Я перечитываю «Люсьена Левена» Стендаля, светские беседы в гостиной; останавливаюсь на ключевых словах, которые передают различные психологические характеристики участников: тщеславие, пошлость, ум («эта серная кислота, разъедающая все»); неуклюжесть; вежливость («бесконечная вежливость и отсутствие чувств»); благонамеренность. И я спрашиваю себя: какое слово выражает максимальное эстетическое осуждение, такое, какое для меня выражает понятие «китч». В конце концов я нахожу; это слово «вульгарный», «вульгарность». «Этот г-н Дю Пуарье был крайне вульгарным существом, по-видимому гордившимся своими дурными, развязными манерами — так свинья валяется в грязи, нагло нежась на глазах у зрителя…» [17]
Презрение к вульгарному было свойственно и давним салонам, и салонам сегодняшним.

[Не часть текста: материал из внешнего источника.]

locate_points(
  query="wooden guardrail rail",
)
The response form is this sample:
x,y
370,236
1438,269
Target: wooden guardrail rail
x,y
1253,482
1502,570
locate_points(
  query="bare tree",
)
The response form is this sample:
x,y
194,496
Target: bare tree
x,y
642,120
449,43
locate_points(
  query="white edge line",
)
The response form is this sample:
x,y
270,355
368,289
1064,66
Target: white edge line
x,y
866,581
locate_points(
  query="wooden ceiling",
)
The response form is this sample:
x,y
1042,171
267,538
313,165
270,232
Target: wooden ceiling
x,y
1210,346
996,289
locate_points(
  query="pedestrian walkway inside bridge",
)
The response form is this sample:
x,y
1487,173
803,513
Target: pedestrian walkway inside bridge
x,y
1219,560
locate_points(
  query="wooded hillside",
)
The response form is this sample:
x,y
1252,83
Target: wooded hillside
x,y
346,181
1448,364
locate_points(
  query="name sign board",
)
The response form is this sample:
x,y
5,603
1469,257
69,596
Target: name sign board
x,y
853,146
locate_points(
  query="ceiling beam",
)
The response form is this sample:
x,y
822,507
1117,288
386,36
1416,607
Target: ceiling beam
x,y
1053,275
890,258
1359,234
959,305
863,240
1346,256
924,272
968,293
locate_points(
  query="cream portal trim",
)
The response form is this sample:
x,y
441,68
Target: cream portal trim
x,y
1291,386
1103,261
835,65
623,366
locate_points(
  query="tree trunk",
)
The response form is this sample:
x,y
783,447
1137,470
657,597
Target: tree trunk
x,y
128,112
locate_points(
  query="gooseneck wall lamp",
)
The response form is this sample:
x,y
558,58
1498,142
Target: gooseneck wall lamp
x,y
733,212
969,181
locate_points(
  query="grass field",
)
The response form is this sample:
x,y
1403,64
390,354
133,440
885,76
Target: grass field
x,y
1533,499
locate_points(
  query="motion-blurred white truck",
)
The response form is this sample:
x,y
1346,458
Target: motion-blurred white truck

Вспомнил этимологию: «вульгарный» произошло от vulgus — «народ»; вульгарно то, что нравится народу; демократ, представитель левых, борец за права, человека обязан любить народ; но он способен надменно презирать его во всем, что находит вульгарным.
Альбер Камю после политической анафемы, которой его подверг Сартр, и после Нобелевской премии, стоившей ему ревности и ненависти, чувствовал себя очень плохо среди парижских интеллектуалов. Мне рассказывали, что больше всего ему вредили признаки вульгарности, неотделимые от его личности: бедное происхождение, безграмотная мать; положение француза — выходца из Алжира, который симпатизировал другим таким же французам-алжирцам, людям с «простыми манерами» («низкими манерами»); философский дилетантизм его эссе; о прочем я уже и не говорю. Читая статьи, в которых его линчевали, я останавливаюсь на таких словах: Камю — это «нарядно одетый крестьянин… <…> человек из народа, который, надев на руки перчатки, а на голову шляпу, впервые входит в гостиную. Другие приглашенные отворачиваются, они знают, с кем имеют дело». Метафора довольно красноречива: он не только не знал, что положено думать (он плохо отзывался о прогрессе и дружил с французами алжирского происхождения), но, что гораздо серьезнее, он плохо чувствовал себя в салонах (в прямом и в переносном смысле); он был вульгарным.